Not for sale

Okay, go ahead, build industries. But why at the cost of the precious, fertile, ancestral lands of farmers? Punjab’s farmers are unanimous—no SEZs on our land

Sandeep Yadav Chandigarh

Gurmukh Singh, 58, of Pandori Mehma, Amritsar, died of heart attack last month. Nothing abnormal, for people far younger are dying of heart attack these days. However, the abnormality lies in the reason that triggered the collapse of his heart. And therein lies the uncanny narrative of Punjab’s experiments with liberalisation.

Says Kanwalpreet Singh Pannu, Convenor, Kisan Sangharsh Committee (KSC), “The moment Gurmukh heard that his three acre land has come under the government notification to be acquired for a Special Economic Zone (SEZ), he suffered a stroke. He was dead before any medical help could be provided.”

Gurmukh Singh, the proud Sikh farmer, could not accept the trauma and the taboo dogging rural Punjab across the landscape—of being suddenly landless, rootless, homeless, an agriculturist without an inch of land he could call his own.

Once again, tragedy is stalking the prosperous state of Punjab, and for all the wrong reasons. As if the suicides hundreds of farmers, especially in the Malwa region and rest of Punjab, were not enough, farmers have upped their ante against the forcible seizure of their land by the Amrinder Singh-led Congress government so as to create SEZs under

private monopoly. The Punjab government has issued a notification for the acquisition of 1,218 acres of fertile agricultural land in seven villages around Amritsar for the fast expanding Delhi Lease and Finance (DLF) Company, which is into lucrative real estate business. Ever since, the farmers, whose land is to be forcibly acquired, are crying foul. From rail roko in Amritsar to dharna at Matka Chowk in Chandigarh, angry farmers are up in arms.

The prime land for this SEZ on National Highway 1 lies in close proximity to the railway station. This is considered a precious geographical terrain that “just can’t be valued” in terms of standard market rates, locals say. But now, this land is being grabbed for a “measly” sum of Rs 8 lakh to 10 lakh per acre. The farmers not only don’t want to give away their ancestral land, they are also claiming that the market price of this prime property is Rs 60 lakh to 70 lakh per acre, even more, as real estate business booms.

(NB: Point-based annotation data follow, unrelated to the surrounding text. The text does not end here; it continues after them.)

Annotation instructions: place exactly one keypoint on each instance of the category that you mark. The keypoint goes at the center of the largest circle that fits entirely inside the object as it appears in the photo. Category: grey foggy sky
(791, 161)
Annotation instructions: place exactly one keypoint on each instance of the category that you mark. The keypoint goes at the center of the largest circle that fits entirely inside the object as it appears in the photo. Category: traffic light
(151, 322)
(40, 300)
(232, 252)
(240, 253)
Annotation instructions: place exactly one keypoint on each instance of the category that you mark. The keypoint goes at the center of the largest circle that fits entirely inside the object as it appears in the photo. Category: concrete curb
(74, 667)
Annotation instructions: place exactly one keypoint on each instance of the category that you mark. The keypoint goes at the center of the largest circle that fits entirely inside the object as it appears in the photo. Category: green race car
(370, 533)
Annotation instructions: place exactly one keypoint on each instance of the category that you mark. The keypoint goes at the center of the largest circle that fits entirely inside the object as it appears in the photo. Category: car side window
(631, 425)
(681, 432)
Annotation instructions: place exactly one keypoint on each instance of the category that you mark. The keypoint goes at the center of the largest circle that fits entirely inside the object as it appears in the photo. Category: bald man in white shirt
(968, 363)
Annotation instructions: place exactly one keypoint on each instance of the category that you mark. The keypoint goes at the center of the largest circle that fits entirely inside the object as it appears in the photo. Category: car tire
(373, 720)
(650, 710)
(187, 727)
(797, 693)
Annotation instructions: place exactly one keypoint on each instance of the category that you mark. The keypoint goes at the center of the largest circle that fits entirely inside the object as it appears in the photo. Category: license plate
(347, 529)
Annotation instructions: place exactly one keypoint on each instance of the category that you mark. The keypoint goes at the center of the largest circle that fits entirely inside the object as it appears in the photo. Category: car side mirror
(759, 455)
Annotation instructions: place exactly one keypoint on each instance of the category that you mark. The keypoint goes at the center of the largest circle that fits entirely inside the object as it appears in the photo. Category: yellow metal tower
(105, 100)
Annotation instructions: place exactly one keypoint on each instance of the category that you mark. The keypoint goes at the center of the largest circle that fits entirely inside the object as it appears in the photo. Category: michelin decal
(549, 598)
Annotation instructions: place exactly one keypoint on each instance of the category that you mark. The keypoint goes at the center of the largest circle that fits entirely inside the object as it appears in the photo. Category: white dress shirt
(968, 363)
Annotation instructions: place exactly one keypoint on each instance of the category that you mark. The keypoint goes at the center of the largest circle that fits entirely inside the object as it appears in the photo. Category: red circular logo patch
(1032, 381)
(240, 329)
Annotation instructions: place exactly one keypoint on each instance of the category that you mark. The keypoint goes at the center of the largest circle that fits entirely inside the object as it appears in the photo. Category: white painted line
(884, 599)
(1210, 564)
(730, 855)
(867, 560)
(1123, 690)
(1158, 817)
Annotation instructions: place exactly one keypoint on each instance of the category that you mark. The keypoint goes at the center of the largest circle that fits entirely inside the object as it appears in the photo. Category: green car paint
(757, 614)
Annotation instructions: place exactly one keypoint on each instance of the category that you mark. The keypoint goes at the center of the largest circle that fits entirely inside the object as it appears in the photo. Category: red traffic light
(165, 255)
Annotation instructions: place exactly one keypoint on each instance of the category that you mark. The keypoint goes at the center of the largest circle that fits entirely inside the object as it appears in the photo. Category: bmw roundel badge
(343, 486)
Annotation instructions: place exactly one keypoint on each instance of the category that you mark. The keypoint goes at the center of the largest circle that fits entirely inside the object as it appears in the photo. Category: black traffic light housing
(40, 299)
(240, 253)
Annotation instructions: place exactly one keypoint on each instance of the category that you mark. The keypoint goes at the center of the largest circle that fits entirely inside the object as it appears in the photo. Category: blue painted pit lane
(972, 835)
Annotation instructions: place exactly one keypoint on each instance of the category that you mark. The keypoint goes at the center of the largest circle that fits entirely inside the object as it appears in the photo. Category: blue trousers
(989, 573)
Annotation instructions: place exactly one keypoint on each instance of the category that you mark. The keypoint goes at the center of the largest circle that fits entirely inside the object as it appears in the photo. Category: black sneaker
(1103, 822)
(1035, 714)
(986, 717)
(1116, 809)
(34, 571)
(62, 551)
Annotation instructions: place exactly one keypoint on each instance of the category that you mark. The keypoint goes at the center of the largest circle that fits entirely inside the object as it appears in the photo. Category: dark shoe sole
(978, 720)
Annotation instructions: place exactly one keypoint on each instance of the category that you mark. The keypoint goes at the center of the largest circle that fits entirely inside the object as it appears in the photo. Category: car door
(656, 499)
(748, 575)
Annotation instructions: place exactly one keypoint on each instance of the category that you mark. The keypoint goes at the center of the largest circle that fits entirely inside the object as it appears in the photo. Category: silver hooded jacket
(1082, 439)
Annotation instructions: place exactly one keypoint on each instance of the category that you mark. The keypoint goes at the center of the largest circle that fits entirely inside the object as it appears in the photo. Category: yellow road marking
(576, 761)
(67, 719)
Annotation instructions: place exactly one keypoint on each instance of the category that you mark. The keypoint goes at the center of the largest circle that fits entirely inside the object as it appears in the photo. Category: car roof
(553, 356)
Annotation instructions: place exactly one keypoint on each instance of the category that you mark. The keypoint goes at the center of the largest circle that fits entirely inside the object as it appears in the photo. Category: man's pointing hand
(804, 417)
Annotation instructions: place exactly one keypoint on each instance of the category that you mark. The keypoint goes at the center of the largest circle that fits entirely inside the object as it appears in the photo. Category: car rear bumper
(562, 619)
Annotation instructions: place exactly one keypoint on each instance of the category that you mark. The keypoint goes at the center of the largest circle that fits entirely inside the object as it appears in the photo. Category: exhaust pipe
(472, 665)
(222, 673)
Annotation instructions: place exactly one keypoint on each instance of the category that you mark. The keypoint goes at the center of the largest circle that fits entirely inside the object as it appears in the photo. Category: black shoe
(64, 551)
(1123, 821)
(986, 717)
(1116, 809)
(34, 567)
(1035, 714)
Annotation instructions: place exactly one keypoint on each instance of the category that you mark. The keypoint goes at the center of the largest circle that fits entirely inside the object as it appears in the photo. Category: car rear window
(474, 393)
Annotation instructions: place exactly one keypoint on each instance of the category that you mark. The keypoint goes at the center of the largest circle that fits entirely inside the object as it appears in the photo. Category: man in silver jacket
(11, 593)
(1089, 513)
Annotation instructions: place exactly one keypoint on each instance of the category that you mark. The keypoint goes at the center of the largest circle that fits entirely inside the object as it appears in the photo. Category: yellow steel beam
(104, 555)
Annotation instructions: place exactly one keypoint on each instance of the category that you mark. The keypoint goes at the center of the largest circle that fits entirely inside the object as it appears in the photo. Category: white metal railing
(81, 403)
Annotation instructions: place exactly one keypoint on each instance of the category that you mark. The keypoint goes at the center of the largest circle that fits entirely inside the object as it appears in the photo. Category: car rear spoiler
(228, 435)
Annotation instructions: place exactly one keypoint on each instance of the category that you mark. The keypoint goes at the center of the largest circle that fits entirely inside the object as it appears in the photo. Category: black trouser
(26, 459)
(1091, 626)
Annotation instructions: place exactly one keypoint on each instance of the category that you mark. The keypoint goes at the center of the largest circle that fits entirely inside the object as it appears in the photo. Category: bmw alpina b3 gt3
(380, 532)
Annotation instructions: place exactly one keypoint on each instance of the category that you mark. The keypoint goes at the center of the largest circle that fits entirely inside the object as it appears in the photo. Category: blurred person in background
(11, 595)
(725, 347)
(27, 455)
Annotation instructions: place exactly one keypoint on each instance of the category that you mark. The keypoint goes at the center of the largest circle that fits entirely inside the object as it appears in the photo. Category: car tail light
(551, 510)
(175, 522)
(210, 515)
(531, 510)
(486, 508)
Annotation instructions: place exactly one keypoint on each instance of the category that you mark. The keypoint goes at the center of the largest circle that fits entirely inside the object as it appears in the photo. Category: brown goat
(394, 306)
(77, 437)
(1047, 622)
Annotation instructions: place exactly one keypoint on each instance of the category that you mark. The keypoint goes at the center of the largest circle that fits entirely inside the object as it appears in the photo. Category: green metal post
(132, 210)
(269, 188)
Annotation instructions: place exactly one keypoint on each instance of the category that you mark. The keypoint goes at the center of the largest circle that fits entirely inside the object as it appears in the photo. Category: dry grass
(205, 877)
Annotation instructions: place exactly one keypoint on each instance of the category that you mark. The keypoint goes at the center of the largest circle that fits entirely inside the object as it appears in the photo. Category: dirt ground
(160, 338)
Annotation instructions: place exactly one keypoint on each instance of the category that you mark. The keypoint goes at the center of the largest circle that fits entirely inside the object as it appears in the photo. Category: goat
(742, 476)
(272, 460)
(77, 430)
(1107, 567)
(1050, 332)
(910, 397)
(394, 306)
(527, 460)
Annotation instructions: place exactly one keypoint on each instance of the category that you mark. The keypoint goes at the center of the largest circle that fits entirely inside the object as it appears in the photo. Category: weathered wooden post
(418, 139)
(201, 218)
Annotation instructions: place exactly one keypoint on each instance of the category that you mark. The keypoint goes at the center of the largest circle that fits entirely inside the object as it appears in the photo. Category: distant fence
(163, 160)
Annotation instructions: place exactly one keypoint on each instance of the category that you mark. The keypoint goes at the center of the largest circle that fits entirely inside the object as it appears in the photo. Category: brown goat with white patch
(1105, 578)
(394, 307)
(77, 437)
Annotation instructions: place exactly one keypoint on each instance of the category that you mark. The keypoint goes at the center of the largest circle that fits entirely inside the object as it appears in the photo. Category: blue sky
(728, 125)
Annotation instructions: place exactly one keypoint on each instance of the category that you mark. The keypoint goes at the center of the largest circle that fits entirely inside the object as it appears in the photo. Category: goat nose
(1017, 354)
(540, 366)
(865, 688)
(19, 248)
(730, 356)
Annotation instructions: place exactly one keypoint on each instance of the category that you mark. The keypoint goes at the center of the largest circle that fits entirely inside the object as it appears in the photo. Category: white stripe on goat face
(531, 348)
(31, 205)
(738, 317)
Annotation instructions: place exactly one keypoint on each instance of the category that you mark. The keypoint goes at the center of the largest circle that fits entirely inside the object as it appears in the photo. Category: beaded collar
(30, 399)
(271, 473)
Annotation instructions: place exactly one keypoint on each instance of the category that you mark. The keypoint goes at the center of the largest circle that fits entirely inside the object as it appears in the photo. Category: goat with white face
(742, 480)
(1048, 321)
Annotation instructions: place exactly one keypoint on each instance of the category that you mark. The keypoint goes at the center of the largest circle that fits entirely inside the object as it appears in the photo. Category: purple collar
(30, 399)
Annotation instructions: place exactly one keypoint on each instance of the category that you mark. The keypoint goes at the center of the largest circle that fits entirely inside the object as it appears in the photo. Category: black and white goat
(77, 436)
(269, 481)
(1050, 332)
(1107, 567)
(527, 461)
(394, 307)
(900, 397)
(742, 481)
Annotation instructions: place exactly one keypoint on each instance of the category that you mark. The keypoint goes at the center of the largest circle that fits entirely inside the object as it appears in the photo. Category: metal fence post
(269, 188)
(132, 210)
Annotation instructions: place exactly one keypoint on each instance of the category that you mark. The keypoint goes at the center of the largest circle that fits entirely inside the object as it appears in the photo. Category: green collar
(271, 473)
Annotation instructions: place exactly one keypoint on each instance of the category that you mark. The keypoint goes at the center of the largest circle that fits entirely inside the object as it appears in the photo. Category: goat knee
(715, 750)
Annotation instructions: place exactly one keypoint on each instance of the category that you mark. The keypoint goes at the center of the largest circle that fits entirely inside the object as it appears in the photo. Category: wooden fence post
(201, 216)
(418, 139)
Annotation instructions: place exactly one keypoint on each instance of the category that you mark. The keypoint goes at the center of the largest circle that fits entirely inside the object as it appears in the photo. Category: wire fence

The story is no different for the three villages of Barnala subdivision, in Sangrur district, where 376 acres of land, with the wheat crop ready for harvest, have been taken over by the Trident Group. There is intense resentment here. The farmers have not been allowed to harvest their crop. The area has already been fenced by the private company. Hundreds of farmers have refused to accept the compensation. Sukhdev Singh, General Secretary, Bhartiya Kisan Union Ekta, questions the policy of doling out agricultural land for the SEZs. “This is an extremely fertile, double-crop land. I see no point in building factories on land that produces tonnes of wheat and rice,” he argues.

However, Sanjay Kumar, Secretary, Industries and Commerce, Punjab Government, follows a different, but predictable, logic. “Call it a curse or boon for Punjab, but there is no wasteland in the state. Since agriculture has reached stagnation point here, industrialisation is the only way out. And if we have to give impetus to industrialisation, then obviously, we need land,” explains Kumar.